Jeremy and Rob - we hadn't seen each other 34 years. Jeremy hasn't changed. He is the same old charming self. |
Jeremy had realized quite late in the day, that SU in South Africa is celebrating
its 100th anniversary this year and that tomorrow was a reunion
dinner for all ex staff members. We were added to the invitation list and we
will be seeing them again tomorrow to meet up with a bunch of other folks who
have shared the Scripture Union experience with us.

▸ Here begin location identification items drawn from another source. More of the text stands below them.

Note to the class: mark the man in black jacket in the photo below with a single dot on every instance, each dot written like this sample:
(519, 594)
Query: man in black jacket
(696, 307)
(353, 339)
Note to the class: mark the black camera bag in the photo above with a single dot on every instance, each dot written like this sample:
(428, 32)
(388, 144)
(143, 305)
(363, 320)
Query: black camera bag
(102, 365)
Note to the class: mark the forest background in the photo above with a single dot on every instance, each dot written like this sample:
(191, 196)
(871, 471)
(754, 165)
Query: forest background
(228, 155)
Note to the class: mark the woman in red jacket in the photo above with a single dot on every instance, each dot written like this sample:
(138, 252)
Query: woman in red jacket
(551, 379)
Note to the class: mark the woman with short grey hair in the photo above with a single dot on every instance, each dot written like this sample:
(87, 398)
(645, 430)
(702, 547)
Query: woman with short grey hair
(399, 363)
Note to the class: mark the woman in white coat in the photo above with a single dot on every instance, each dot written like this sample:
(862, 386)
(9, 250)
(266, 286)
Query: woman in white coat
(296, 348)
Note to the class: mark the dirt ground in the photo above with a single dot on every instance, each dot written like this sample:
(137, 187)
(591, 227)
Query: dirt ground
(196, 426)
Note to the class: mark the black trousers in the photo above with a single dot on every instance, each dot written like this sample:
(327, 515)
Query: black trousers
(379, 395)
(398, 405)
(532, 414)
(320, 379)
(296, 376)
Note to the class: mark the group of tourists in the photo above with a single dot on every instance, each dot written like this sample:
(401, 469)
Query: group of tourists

On our way home, it was still daylight and we decided to go
and check out what had been one of Cher’s favorite spots in this area. It is called
Llandudno Beach and is famous as a spot to watch the sunset from. We arrived to
find that the remarkable beauty of the place is still unchanged. We spent a
happy hour or so watching the surfers catch what started off as great rolling
waves, but as the wind picked up, they became increasingly choppy and
disturbed. Eventually we couldn’t take the wind anymore and set off to go and
find a nice hotel verandah to settle down with a drink and watch the sun
disappear.
Llandudno - hard to beat for the view |
Firstly a group of about 10, mainly pre-teen boys arrived all dressed in Brazil soccer colors, to sing and dance on the pavement. They gave it their all and sang out lustily, albeit a little chaotically. When they were finished, they were allowed to hold their tin up for us grateful patrons to drop in a tip.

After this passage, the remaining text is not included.